I did the Power Red.
I did the Power Red.
Discovered a most oddball Windows 10 feature through finger fumbling on the keyboard. I cannot conjure a reason to rotate a display by 90 degrees or upside down, but then I’m a words-and-text boy; when my Word document went all goolally, I nearly had a cow.
Flyer posted at our co-op’s community bulletin board.
Sent the second of my bimonthly letters last weekend.
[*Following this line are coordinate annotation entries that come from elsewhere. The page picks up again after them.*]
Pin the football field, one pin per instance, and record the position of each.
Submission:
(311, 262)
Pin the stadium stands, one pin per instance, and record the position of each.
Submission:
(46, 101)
In this installment: snowflakes, Lenten Challenges, end of life concerns, aging workers, and movies we’ve seen.
Well, that explains it…
Used the new silicone muffin pan Liz bought me for Xmas to make some quiche muffins (although we’re trying out different names – “protein pucks”?). I used my standard spinach mushroom bacon recipe, which made two pans of “puckelets” (no).
The nice bit about the silicon muffin tin – no greasing of the cups needed nor paper cups.
Froze most of them. We have found the best way to reheat them is to let them thaw at room temperature, microwave for 40 seconds, and they taste great.
My latest newsletter to friends and family went out this past Monday. This particular issue I dwelled on three information tools I used or created in the previous week. Also: contronyms!
While spending a few evenings this week diagnosing the problem with Disk Utility not erasing my external hard disk, I also searched the Carbon Copy Cloner site for clues.
During those latter searches, I found this MacMost video on why cloning is a poor choice as a backup strategy.
Gary’s point is a valid one: cloning your disk should not be one’s sole backup strategy. Although CCC can certainly do incremental backups, that is not its strength. He outlines three cases where a cloned drive can be helpful, but by and large he is against the use of cloned drives. He prefers a mix of Time Machine backups and cloud backups.
Gary fields lots of offended comments on that page from folks who don’t share his faith in Time Machine backups (they do fail and act capriciously; it’s happened to me). Anecdotes are shared on how a cloned hard drive enabled folks to recover from disk failures in less time than using Time Machine.
I’ve always tried to be a good little boy when it comes to computer backups. I have:
Up to now, I’ve not thought of this as overkill. My iMac is the center of my computing universe; I sync my iPad and iPhone regularly. Although my wife has an iPad, she only syncs it to the iMac twice a year: to put on or take off her Christmas music.
Still, Gary’s strong statements in the comments that cloned drives really aren’t needed made me review my choices. I can only think of two times when I’ve needed backups:
A cloned drive would have been nice, I suppose, but wasn’t really necessary in these cases, I think. Time Machine worked just fine, as I recall.
As of now, I’m OK with my backup strategy. I do have things backed up to CCC, such as iMovie projects, that I have not bothered to upload to Dropbox or Backblaze; they’re simply too huge to push through our tiny internet connection. I view my cloned hard drive as insurance, something I carry while hoping I never need it. I am happy now to go back to ignoring my automated backups as they chatter in the background.
Carbon Copy Cloner’s weekly backup task broke after my iMac’s upgrade to Catalina recently. I followed these instructions from CCC to reformat the external drive as APFS but Disk Utility kept crapping out with error “-69877: couldn’t open device.”
I tried different compatible formats but Disk Utility resolutely refused to reformat the disk.
Many searches for -69877 solutions yielded people who recorded numerous reformats, reinstalls, etc. I held off taking the complicated solutions seriously, though; I particularly ignored the worst-case solution: junk the disk. I figured if I kept looking, some stray sentence somewhere would ring my bell.
And it did. In one of many forum discussions about -69877 on the Apple site, I found this gem:
Sometimes when Disk Utility gets stuck like this for me, I choose a PC format to initialize the HDD then reformat with the Mac settings. So after you give it a name, click the first pull-down menu and select MS-DOS (FAT), then click the second pull-down menu and select Master Boot Record. Go ahead with the reformat. When it completes, just re-format again with the Mac settings.
I reformatted the drive as MS-DOS (FAT) and Disk Utility erased the entire drive. Success!
I was then able to follow the CCC directions to select APFS and create the CCC partition and an extra partition I want to use for storing large files.